El niño tirano (1951)
(“Il bambino tiranno”)
Originalmente publicado en el periódico Corriere della Sera (14 de enero de 1951);
i>El desplome de la Baliverna
(Milán: Arnoldo Mondadori Editore, 1954, 340 págs.)



      Pese a ser considerado un prodigio de belleza, bondad e inteligencia, el pequeño Giorgio era muy temido en su familia. Todos: sus padres, sus abuelos paternos y las criadas Anna e Ida, vivían bajo la pesadilla de sus rabietas, pero ninguno de ellos se hubiera atrevido a confesarlo; al contrario, proclamaban con obstinación que en el mundo no existía un niño tan bueno, afectuoso y dócil como él.

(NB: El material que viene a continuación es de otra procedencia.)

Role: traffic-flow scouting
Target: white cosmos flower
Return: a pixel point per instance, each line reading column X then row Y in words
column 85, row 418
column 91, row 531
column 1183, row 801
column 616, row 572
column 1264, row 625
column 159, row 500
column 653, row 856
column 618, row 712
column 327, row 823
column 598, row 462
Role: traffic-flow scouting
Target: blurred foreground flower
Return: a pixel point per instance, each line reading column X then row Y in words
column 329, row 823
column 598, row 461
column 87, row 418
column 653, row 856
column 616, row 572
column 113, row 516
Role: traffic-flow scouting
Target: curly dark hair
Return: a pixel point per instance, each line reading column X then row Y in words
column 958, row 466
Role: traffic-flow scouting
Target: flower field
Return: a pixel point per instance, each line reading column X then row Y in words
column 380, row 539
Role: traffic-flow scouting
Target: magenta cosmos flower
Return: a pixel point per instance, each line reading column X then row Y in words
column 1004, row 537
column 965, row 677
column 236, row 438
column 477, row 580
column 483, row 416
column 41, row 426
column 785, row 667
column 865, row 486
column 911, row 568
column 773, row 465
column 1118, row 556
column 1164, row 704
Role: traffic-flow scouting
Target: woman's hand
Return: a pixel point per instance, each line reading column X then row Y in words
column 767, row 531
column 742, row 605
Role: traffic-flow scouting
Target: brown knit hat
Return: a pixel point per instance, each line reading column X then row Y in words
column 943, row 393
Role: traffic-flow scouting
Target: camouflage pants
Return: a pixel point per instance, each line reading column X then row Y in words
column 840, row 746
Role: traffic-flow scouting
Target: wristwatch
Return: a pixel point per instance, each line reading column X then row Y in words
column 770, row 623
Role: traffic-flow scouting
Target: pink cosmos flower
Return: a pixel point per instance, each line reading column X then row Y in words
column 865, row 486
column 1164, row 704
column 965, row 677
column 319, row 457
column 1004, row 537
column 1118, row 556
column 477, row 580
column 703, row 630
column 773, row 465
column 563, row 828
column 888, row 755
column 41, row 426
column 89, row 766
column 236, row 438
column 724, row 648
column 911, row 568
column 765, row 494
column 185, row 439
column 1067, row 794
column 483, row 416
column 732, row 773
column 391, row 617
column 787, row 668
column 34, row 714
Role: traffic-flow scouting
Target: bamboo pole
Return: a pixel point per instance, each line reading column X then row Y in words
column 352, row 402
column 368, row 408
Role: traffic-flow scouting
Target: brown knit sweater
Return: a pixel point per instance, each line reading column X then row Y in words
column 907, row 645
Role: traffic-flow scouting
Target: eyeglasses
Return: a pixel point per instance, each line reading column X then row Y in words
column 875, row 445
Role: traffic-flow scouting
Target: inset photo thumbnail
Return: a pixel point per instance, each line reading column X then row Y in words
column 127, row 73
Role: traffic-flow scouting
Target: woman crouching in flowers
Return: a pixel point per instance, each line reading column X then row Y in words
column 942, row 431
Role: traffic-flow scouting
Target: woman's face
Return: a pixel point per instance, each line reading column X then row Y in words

Cada cual quería sobresalir en esa desenfrenada adoración, y temblaba ante la idea de poder provocar el llanto del niño de forma involuntaria: no tanto por las lágrimas en sí, en el fondo irrelevantes, como por las censuras de los demás adultos. De hecho, con el pretexto de su amor por el niño, todos ellos daban rienda suelta a sus perversas inclinaciones por turnos, controlándose y espiándose los unos a los otros.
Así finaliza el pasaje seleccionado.